The 20th Embedded Vision Workshop (EVW2024)

Event: CVPR Embedded Vision Workshop 2024 · Duration: 189 min · ▶ Watch on YouTube

Abstract

The 20th Embedded Vision Workshop (EVW2024) at CVPR 2024 featured a series of invited talks and oral presentations covering recent advances and challenges in embedded vision. Topics ranged from neuromorphic computing and efficient neural network design for lightweight instance segmentation to real-time urban streetscape video analysis and hardware-aware scaling for on-device continual learning.

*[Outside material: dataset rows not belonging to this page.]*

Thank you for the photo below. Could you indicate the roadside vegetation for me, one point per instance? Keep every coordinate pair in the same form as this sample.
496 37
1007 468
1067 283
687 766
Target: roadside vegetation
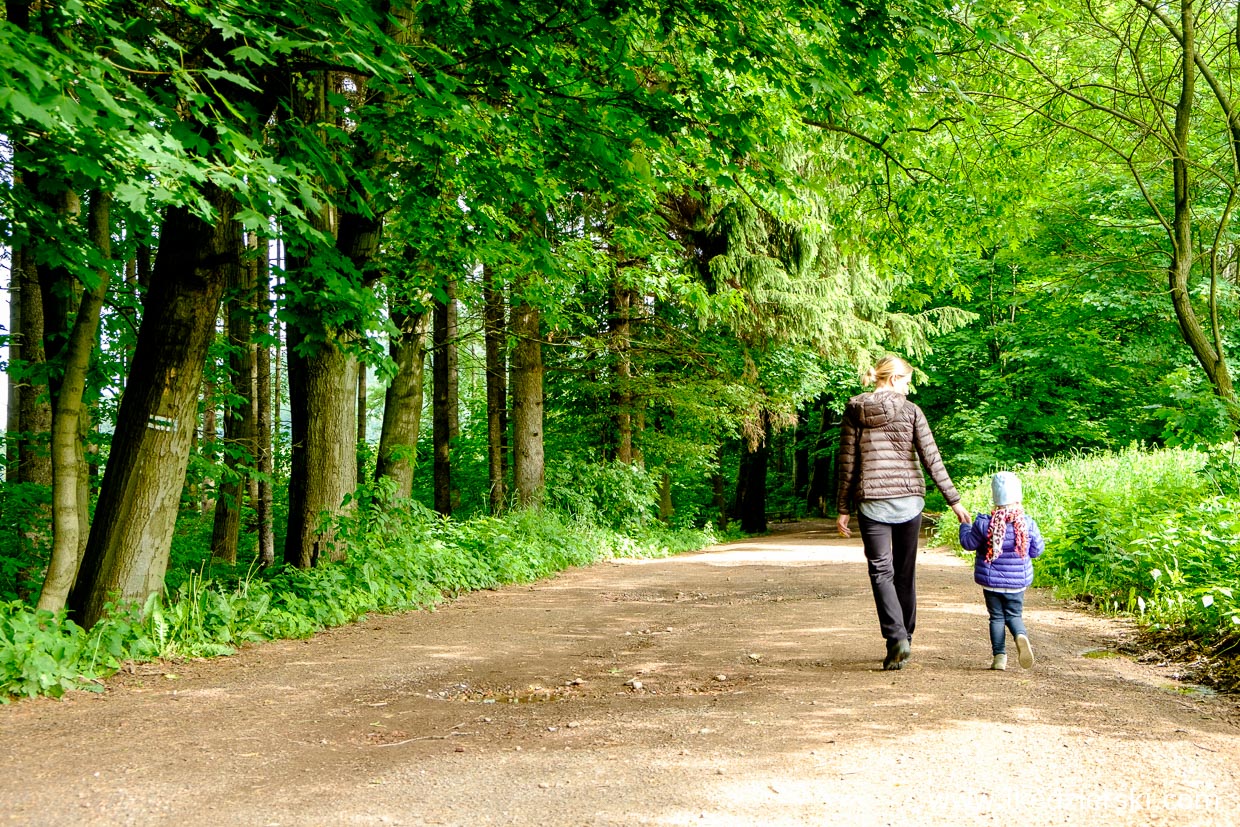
1151 535
402 557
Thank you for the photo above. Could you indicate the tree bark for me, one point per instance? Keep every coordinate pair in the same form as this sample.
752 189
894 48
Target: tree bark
820 495
800 456
70 520
238 442
527 406
442 365
207 444
1212 360
495 332
361 423
323 381
127 552
13 419
665 497
752 484
621 393
264 504
34 397
402 403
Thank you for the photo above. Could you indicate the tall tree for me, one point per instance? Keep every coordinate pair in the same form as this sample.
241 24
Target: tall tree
238 443
403 398
495 335
70 518
528 456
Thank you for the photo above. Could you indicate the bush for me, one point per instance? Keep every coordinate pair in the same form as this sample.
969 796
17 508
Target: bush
1150 532
401 557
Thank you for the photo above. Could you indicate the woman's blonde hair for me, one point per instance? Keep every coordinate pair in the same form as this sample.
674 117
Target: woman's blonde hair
885 370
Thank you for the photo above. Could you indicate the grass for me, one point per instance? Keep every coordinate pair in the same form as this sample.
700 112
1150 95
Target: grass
1148 533
402 557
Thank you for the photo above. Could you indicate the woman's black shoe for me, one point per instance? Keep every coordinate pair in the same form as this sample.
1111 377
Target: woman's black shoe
897 652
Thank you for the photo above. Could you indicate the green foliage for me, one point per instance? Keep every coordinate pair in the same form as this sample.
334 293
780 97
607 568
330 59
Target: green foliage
47 654
1152 533
401 557
25 538
618 495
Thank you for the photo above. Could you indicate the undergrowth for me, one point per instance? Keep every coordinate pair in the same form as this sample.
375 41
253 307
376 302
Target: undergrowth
401 557
1148 533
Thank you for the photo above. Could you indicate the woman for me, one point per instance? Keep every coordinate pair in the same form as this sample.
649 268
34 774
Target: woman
882 439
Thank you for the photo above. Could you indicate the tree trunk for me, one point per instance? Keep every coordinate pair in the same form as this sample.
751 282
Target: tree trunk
238 412
264 502
1212 358
34 399
68 461
361 423
800 456
127 553
527 406
665 497
820 495
752 484
207 444
496 389
442 408
324 470
718 497
451 347
402 403
621 393
454 409
13 423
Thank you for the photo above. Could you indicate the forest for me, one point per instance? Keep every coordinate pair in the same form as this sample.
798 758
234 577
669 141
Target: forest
323 309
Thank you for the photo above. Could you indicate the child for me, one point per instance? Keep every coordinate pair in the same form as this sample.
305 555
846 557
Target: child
1006 541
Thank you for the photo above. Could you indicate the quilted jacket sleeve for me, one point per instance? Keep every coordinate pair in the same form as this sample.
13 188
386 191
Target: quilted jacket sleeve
847 463
930 458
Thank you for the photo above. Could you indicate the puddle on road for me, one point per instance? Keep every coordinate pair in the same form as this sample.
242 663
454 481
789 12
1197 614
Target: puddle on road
1101 654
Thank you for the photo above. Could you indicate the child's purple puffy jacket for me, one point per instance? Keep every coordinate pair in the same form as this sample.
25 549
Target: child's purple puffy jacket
1007 570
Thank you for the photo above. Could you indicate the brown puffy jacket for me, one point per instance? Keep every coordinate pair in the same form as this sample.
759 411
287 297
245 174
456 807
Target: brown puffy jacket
881 440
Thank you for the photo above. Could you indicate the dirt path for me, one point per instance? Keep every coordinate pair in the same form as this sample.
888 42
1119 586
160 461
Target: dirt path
760 702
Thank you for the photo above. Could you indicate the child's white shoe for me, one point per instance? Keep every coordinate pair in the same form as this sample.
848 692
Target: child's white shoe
1024 651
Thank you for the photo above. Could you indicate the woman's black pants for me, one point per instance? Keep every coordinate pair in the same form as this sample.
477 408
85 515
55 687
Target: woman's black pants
892 557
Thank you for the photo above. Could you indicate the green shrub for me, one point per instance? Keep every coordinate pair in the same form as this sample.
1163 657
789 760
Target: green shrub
401 557
1150 532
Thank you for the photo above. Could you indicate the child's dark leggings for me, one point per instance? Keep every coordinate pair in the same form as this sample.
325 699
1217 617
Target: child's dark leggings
892 558
1005 609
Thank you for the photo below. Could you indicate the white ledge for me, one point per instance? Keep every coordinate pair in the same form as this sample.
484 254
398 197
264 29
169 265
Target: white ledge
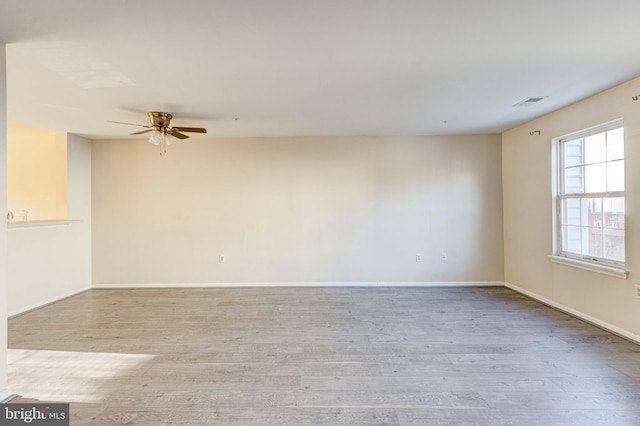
612 271
40 223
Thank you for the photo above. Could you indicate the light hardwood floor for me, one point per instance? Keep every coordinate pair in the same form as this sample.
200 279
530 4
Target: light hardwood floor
294 356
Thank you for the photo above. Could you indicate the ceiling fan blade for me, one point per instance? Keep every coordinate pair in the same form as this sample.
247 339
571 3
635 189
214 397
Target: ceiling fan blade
129 124
141 132
191 129
177 134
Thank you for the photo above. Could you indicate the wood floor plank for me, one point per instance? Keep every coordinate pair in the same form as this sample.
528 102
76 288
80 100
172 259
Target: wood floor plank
296 356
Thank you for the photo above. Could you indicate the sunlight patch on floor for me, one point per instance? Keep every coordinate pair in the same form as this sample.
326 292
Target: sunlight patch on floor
69 376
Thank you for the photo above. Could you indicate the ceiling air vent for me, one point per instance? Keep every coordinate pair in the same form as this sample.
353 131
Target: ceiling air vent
530 101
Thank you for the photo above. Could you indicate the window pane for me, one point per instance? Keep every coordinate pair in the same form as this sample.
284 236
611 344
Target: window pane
593 227
615 144
615 176
573 153
593 212
595 179
613 209
595 149
572 239
572 211
573 180
614 244
595 246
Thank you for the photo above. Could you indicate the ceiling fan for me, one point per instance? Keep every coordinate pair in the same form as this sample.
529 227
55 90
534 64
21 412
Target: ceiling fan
162 134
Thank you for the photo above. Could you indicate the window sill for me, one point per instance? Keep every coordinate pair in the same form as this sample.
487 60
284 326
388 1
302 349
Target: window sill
601 269
40 223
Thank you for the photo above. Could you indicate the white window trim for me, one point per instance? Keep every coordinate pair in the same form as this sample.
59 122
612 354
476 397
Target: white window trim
603 266
612 271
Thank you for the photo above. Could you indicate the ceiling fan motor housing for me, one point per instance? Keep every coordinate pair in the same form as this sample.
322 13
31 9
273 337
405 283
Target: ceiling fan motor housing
160 119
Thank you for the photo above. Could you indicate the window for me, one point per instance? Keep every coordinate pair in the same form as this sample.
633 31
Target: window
590 200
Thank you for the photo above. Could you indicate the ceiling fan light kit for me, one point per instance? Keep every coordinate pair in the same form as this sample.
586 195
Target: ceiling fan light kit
162 134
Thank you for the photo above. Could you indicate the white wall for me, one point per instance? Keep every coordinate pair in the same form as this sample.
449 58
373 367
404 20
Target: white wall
528 213
48 263
311 209
4 392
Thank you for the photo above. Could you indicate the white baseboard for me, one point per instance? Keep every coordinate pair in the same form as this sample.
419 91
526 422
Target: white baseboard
43 303
588 318
307 284
6 395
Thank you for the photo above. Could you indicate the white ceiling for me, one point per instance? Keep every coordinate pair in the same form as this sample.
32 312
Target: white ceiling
311 67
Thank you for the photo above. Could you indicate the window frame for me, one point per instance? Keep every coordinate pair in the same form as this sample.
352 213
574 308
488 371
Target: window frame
559 195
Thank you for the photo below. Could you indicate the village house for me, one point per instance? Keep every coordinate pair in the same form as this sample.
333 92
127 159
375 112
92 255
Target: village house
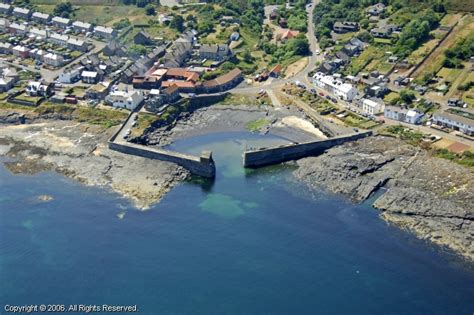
143 38
461 120
60 22
371 107
376 9
177 56
105 32
410 116
383 31
8 78
455 102
128 99
41 17
215 52
335 86
58 39
345 27
82 27
36 88
70 75
77 44
5 48
54 60
39 34
37 54
90 77
5 9
171 94
22 13
20 51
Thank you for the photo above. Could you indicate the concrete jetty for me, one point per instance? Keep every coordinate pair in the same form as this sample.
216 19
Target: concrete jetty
254 158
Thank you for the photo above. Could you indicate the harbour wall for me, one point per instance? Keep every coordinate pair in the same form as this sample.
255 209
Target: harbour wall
202 165
267 156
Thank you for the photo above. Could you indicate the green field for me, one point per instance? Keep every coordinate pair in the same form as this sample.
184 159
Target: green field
449 74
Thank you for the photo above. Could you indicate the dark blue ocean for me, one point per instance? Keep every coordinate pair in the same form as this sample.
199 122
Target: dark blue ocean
251 242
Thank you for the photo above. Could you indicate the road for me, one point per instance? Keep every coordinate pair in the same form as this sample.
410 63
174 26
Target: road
302 75
51 75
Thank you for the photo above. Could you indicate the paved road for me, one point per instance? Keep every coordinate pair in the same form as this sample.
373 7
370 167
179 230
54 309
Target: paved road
426 129
302 75
51 75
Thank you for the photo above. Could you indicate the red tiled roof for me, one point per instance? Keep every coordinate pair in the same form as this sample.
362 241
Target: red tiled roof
223 79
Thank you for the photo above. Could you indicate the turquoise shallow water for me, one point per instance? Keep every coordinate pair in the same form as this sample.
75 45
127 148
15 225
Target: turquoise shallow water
252 242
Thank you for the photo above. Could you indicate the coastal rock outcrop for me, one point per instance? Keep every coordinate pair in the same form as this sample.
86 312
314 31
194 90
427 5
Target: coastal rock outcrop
429 196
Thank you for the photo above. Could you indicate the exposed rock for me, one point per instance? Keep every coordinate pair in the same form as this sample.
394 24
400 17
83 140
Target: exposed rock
430 196
80 151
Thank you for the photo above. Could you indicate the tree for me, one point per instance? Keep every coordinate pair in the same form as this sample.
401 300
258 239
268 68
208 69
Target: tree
137 50
63 9
177 23
150 9
246 56
407 96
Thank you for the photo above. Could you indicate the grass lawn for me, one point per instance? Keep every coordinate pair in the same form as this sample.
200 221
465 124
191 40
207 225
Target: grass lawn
449 74
108 15
422 51
366 57
385 41
103 117
391 96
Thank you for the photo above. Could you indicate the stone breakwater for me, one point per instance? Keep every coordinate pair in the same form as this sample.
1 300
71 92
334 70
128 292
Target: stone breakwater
283 153
80 151
429 196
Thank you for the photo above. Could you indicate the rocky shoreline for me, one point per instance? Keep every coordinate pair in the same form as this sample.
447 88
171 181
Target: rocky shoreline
428 196
80 151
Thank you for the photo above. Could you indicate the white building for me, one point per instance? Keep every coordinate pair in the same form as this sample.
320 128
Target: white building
371 107
335 86
58 39
410 116
461 120
38 33
53 59
104 32
22 13
125 99
76 44
413 116
40 17
20 51
82 26
35 88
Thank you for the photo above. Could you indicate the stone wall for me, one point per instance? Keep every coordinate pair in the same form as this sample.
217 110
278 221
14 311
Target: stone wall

Discussions also included novel approaches for video stabilization, object detection on ultra-low-power systems, and the application of AI in companion robots, emphasizing the importance of latency, energy efficiency, and robust design methodologies for real-world deployment.

Speakers

Branislav Kisačanin — Nvidia and Institute for AI R&D of Serbia
Yusuke Sakemi — Chiba Institute of Technology, Japan
Tse-Wei Chen — Canon Inc., Japan
Carlos Victorino Padeiro — ETH Zurich
Sam Leroux — Qualcomm
Zoran Kostic — Columbia University, US
Lukas Frickenstein — BMW Group
Manon Damphoffer — UGA (Université Grenoble Alpes)
Cevahir Cigla — Aselsan Inc.
Mario E. Munich — Embodied, Inc., US
Marilyn Wolf — University of Nebraska - Lincoln, US
Jamie Menjay Lin — ETH Zurich
Francesco Paissan — ETH Zurich
Laurie Nicholas Bose — Visionchip Ltd.
Luca Bompani — ETH Zurich
Elishai Ezra Tsur — Technion - Israel Institute of Technology
Anamika Jha — Texas Instruments
Parakh Agarwal — Purdue University
Omkar Prabhune — Purdue University
Jan Ernst — Latent AI, USA

Talks (20)

00:00:00 — Branislav Kisačanin: Welcome and Workshop Overview
- Opening remarks for the 20th Embedded Vision Workshop (EVW2024) at CVPR 2024, outlining the agenda, invited speakers, and logistical details for presentations and poster sessions.
01:04:00 — Yusuke Sakemi: Physical Modeling Approach for Simple and Energy-Efficient Analog Neuromorphic Computers
- This talk presents a physical modeling approach for in-memory computing circuits, interpreting them as spiking neural networks to address non-idealities and improve energy efficiency for neuromorphic applications.
01:07:20 — Tse-Wei Chen: Dedicated Inference Engine and Binary-Weight Neural Networks for Lightweight Instance Segmentation (Paper #01)
- This presentation introduces a dedicated inference engine for binary-weight neural networks designed to reduce hardware costs and improve accuracy for lightweight instance segmentation tasks on embedded platforms.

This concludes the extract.